Y sus ojos se dirigían con mayor complacencia cada vez hacia la señora Liénard. Decíase que la viuda tenía ya sus veintisiete años, que unía a un espíritu encantador, un corazón honrado, rectitud de juicio y gran sensibilidad; que sería a la vez una excelente ama de casa y una compañera ciertamente deseable. Y como si continuase en voz alta esta conversación interior, se inclinaba con ternura hacia su vecina, le prodigaba toda clase de finas atenciones y la hacía objeto de sus más exquisitas galanterías, cuya forma algo anticuada descubría que no habían servido mucho desde los tiempos de su juventud.
En su deseo de cumplimentar a la viuda, no veía que sus galantes cumplimientos ponían luces de disgusto en los ojos de Simón y que ensombrecían su buen humor.
Levantáronse de la mesa y pasaron a la terraza, en el momento en que el sol desaparecía tras los bosques de Montegrande. La señora Liénard se hizo traer una cafetera rasa y preparó por si misma el café. Cuando ofreció el azúcar al inspector general, éste le dio las gracias, diciendo que tomaba el café sin azúcar.
—¡Es raro!—exclamó aturdidamente la viuda.—Lo mismo que el señor Simón...
Esta semejanza de gustos con un joven que, durante toda la comida le había demostrado más hostilidad que simpatía, dejó frío e indiferente a Delaberge, que sentía contra Simón cierto rencor por su actitud llena de desconfianzas. Hablaron todavía un buen rato en la terraza, donde, en medio de un suave crepúsculo, esparcían las madreselvas su penetrante perfume; después, ya casi completamente oscurecido y cuando comenzó a mostrarse la luna por encima de los bosques, levantóse Delaberge para despedirse y Simón Princetot hizo lo mismo.
—¡Buenas noches, señores!—dijo la señora Liénard.—Juntos harán ustedes el camino... Señor Delaberge, puesto que se queda todavía una semana en Val-Clavin, espero que no olvidará usted el camino de Rosalinda...
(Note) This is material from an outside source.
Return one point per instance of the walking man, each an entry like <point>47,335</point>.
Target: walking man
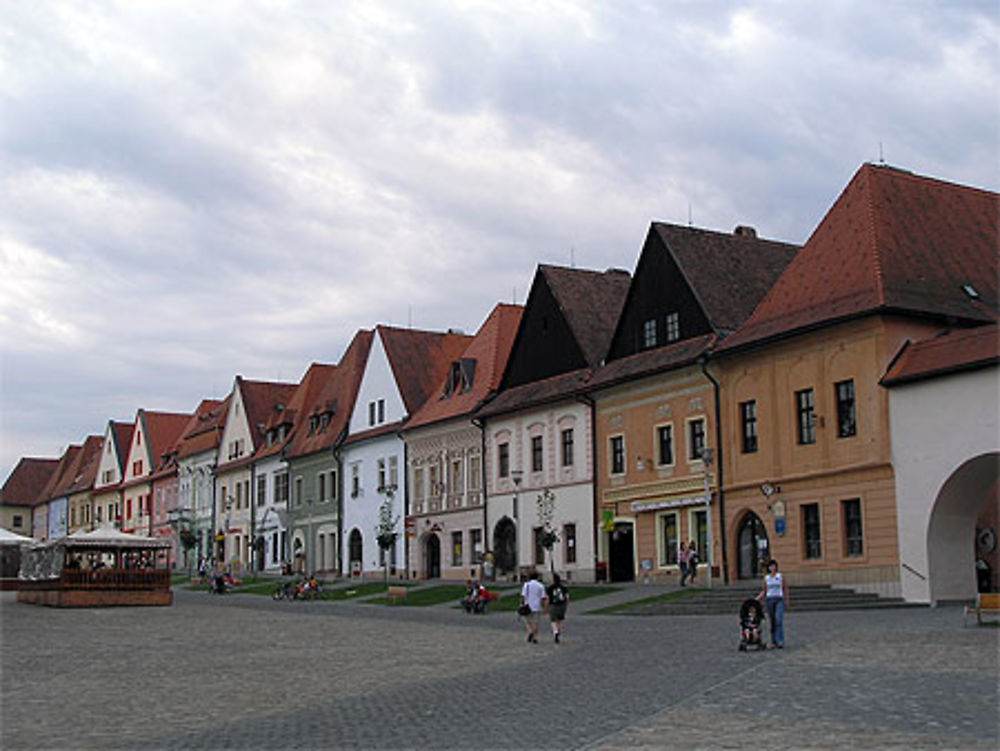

Ya fuera de la verja, los dos caminaron un buen trecho bajo la bóveda de los fresnos, sin dirigirse una palabra. El mismo malestar que había helado los comienzos de la comida, parecía ponerles nuevamente taciturnos. Siendo ambos por temperamento nada comunicativos, amenazaba eternizarse esa frialdad, cuando Delaberge, molestado por su mismo silencio, se decidió a romperlo, diciendo:
—Señor Princetot, ya sé que es usted el adversario de la Administración a la que yo represento; pero, pues me hospedo en casa de su padre y acabamos de comer el pan sobre unos mismos manteles, no veo el motivo para que nos tratemos personalmente como enemigos. Por mi parte, tenga usted la seguridad de que yo llevaré al cumplimiento de mi misión el más conciliador espíritu, y si me parecen bien fundadas sus reclamaciones...
—Lo están, señor—interrumpió Simón, sin abandonar su frialdad;—solamente las personas extrañas al país y a sus necesidades...
—He de advertirle que no soy tan extraño al país como usted parece creer... He vivido aquí mucho antes de que viniese usted al mundo... ¿Qué edad tiene usted?